未来予想が当たらない… 科学技術の進歩頭打ち?
2012/12/2 3:30

 20××年、東京湾の人工島に高層ビルがそびえ立ち、その間を自動車や電車が飛び交う。SF小説やアニメ好きでなくても、未来技術に心躍らせる人は多い。ところがここ20年は、専門家の未来予想が当たらなくなったとする分析結果が明らかになった。大ヒット商品の不在からも、科学技術の進歩が鈍くなった印象はあった。ついに未来予想に夢を託せなくなったのか。

 23%(1971年)、17%(77年)、17%(82年)14%(87年)、8%(92年)。文部科学省が1971年からほぼ5年おきにまとめる科学技術の未来予測。文科省科学技術政策研究所がそれぞれ20年後に実現した割合を調べたところ、専門家の予想を裏切る例が年を追うごとに増えていた。

 技術的な側面、社会的な側面などから、専門家にとっても将来を見通すことが難しくなっている現状があるようです。

 この未来予測を行なっている文科省の科学技術政策研究所がまとめた「将来社会を支える科学技術の予測調査」の最新版が、2010年に出されており、Webから自由にダウンロードできます*2

 985ページからなるそのレポートをざっと読んでみましたが、実におもしろい!「超リアルSF」といった感じです。

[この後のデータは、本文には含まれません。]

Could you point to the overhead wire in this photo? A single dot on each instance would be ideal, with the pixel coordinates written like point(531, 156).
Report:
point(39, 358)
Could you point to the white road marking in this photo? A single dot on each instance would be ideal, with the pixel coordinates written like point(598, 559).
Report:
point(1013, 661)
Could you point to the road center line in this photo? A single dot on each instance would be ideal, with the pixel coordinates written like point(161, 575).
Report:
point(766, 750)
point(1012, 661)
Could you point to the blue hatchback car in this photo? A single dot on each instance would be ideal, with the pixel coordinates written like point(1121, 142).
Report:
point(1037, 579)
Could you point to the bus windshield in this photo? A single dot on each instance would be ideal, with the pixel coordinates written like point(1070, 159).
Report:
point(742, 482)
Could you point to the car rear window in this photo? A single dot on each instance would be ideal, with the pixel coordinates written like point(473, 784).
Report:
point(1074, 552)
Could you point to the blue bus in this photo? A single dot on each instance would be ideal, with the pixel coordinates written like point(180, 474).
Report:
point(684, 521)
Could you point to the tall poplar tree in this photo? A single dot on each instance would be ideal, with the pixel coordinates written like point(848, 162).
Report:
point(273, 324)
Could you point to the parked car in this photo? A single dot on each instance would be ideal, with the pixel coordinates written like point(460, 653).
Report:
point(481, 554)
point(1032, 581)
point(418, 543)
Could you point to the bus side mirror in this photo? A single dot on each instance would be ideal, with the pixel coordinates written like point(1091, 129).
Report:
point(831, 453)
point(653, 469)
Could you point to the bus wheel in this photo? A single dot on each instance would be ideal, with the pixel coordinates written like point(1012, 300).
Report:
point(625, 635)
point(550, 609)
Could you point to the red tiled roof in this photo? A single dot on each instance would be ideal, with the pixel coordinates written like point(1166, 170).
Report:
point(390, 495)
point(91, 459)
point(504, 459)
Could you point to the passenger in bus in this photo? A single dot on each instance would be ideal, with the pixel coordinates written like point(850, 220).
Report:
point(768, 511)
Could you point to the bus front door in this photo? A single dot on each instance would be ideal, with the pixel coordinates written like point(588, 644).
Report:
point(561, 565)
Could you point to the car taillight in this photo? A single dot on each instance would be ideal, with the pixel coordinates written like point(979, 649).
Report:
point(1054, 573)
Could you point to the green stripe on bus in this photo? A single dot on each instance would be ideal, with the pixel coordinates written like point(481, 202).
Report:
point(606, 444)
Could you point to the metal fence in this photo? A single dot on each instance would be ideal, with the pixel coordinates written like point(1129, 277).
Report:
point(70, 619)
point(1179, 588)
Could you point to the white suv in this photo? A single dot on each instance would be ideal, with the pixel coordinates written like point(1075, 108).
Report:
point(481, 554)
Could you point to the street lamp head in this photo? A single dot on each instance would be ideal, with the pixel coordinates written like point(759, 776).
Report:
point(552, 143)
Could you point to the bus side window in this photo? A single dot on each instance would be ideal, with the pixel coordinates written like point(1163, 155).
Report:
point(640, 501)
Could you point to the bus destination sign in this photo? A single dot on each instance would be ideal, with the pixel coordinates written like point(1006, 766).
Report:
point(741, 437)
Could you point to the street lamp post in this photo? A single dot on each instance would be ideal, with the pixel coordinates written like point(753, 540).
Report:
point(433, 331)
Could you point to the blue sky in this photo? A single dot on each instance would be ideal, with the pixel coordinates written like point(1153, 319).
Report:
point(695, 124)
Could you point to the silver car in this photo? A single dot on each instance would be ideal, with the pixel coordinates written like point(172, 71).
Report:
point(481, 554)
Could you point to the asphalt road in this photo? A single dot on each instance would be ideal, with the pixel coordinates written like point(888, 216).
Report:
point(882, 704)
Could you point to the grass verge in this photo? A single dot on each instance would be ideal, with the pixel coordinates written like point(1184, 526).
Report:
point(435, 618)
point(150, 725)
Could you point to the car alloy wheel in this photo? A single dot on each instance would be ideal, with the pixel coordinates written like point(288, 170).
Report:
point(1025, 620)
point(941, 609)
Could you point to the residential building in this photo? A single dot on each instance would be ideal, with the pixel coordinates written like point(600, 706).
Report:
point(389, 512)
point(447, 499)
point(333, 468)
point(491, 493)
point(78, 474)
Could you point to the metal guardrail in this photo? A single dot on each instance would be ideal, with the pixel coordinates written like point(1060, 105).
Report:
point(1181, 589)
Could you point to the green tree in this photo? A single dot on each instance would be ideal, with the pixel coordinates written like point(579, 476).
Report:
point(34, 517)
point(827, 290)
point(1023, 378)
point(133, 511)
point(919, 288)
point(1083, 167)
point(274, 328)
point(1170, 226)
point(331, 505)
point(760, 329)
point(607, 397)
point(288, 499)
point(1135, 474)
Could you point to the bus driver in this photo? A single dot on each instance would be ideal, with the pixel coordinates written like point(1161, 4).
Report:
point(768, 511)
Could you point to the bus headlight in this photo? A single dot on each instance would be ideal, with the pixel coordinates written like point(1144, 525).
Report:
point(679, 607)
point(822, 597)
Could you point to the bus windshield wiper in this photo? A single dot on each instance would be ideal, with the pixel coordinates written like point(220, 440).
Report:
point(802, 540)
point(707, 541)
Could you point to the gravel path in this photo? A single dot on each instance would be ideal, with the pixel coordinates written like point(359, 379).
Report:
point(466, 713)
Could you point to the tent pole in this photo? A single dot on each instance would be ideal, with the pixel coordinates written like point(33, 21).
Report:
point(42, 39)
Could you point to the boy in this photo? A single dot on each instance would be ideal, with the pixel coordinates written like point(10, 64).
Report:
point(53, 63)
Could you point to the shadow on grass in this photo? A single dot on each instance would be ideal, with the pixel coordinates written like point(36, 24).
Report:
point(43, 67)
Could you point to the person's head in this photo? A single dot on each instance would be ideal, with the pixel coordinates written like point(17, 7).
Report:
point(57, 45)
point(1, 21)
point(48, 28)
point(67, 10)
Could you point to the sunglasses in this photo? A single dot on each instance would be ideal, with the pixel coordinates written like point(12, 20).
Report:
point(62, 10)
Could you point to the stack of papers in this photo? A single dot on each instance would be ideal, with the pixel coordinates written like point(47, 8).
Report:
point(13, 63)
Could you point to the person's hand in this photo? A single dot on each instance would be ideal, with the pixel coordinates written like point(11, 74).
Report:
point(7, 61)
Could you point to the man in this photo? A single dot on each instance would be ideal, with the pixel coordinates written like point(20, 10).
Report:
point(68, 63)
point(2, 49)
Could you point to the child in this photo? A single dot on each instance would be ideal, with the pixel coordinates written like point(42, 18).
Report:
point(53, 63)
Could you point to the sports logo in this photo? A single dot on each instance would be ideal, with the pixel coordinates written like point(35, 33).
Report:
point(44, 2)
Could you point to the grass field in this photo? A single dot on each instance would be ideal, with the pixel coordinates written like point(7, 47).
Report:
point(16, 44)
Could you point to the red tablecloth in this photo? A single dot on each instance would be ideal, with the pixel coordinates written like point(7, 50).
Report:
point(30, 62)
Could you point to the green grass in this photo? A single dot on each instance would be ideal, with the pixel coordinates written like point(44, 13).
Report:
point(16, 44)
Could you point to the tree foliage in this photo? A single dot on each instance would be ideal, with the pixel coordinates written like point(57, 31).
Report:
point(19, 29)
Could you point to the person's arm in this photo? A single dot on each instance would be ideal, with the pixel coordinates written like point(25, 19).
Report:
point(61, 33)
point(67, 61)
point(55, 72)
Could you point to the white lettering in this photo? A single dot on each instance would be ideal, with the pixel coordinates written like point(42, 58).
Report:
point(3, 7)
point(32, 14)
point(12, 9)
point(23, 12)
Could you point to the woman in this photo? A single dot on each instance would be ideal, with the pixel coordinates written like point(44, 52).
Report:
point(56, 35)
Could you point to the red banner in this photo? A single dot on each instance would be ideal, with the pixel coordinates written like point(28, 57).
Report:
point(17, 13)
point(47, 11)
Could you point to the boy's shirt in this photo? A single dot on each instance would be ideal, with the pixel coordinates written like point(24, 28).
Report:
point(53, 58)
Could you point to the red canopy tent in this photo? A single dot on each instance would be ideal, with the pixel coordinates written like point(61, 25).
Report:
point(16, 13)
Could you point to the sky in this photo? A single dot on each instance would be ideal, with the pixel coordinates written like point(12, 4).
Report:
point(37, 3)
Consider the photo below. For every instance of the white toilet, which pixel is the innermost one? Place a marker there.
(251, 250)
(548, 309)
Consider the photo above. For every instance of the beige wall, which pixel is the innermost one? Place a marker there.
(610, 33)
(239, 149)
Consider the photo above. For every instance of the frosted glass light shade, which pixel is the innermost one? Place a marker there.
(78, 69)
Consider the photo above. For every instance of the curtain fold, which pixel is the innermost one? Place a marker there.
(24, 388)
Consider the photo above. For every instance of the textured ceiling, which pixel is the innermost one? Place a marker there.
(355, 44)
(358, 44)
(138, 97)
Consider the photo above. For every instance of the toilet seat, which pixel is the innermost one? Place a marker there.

 「情報」や「医療」関係も大変興味深いのですが、その中から私の専門である「」の未来予想をピックアップしてみます。

社会的実現予測時期 課題
2025年 出荷前の農水畜産物等の成分と物性を感知・分析する精密食味分析ロボット
2025年 将来の罹患の危険性を低減する疾病予防食品
2025年 高齢者に特有の、抗酸化機能・脳機能・咀嚼機能の低下を防ぎ、健康な高齢社会を食から支える食品と食事法
2026年 生活習慣病予防を目的とする、個人のためのテーラーメイド機能性食品
2027年 未利用の深海微生物の生理機能を利用した、食品や医薬品等の生産技術
2027年 流通可能な水産養殖品種を作出するための優良形質導入技術(耐病性、高成長性、脱アレルゲン)
2027年 時期および部位特異遺伝子発現などを利用し、人為的に導入した遺伝子の環境への拡散がない遺伝子組み替え植物

 「食」は「健康」に直結するため、その未来には多くの方が関心を抱くのではないかと思います。

 「食と健康」の未来は、ざっくり言ってしまえば「肥満」と「高齢化」対策に重点が置かれるのは間違いないでしょう。

 現に、先進諸国では、過剰なエネルギー摂取による肥満に起因する生活習慣病が、国家的な問題として取り上げられています。

 また、かつてない高齢者社会を迎えた日本では、その高齢化社会を「食」から支えるための食品と食事法の開発が重要と考える人が多く、「食」による疾病予防を実現するための食品の開発にも期待が寄せられています。

 そして、私が今最も関心を持っているのが、「テーラーメイド食品の開発」です。

 生活習慣病の発症や症状は、 個人差が大きく、生活習慣に加えて個々人の遺伝的資質も影響しています。そこで、個人に適応したテーラーメイドの機能性食品の開発と実現が必要とされています。

 また、最初の日経の記事の最後の文を抜粋します。

 2010年時点の最新予想では、30年代には「様々な細胞に育つiPS細胞を使う再生治療」「化石燃料を使わない航空機」などが実用化しているという。研究では米国との差が縮まらず、家電などでは韓国や中国との価格競争に敗れた。未来に思いをはせる大切さを一番知っているのが日本だ。未来予想の重みが増してくる。

 研究者は、多くの方に期待を抱いてもらえるような未来を語り、それ達成するための研究成果を出すように奮起しなければならないでしょう。さらにいえば、未来予想が良い面で裏切られるような、誰も予想だにしなかったような科学技術を開発できればなお最高です。

 原発事故発生以来、研究者は、夢を熱く語らなければならない職業だと強く感じています。

 社会が夢みる科学技術に対して、単なる「未来予想屋」ではなく、「未来実現屋」の一員になりたいと思います。

 2012年の「夜食日記」のブログは、この記事が最後です。皆さま、どうぞ良いお年をお迎え下さい!